Dunkin' Donates?

Slipping in under the midnight wire to the newly re-established Bow Street Dunkin’ Donuts, that glittering beacon of inexpensive (and
By Brian Feinstein

Slipping in under the midnight wire to the newly re-established Bow Street Dunkin’ Donuts, that glittering beacon of inexpensive (and occasionally stale) caffeinated products and baked goods, a late-night customer is immediately struck by the ample stock of untouched muffins and doughnuts, getting staler by the minute under the heat lamps.

Knowing that Au Bon Pain, the other local provider of stale mass-produced muffins and coffee, often donates its leftover pastries to volunteers from the Harvard Square Homeless Shelter and other organizations, an inquiring consumer had to know: whither the Dunkin’ Donuts once the fluorescent lights click off?

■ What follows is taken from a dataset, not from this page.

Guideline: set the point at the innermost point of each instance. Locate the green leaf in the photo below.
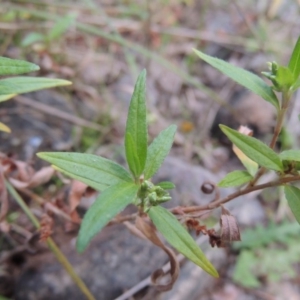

An inquiring mind was soon disappointed.

At the Bow Street location, everything goes in the trash. According to Dunkin’ Donuts PR rep Louise, who refused to give her last name, company policy explicitly forbids franchise owners from donating surplus food items. “If we don’t think it’s fit enough to sell to our paying customers,” she explains, “then we don’t want to insult people with food that we would throw away otherwise. And it’s not something that we would donate to people.”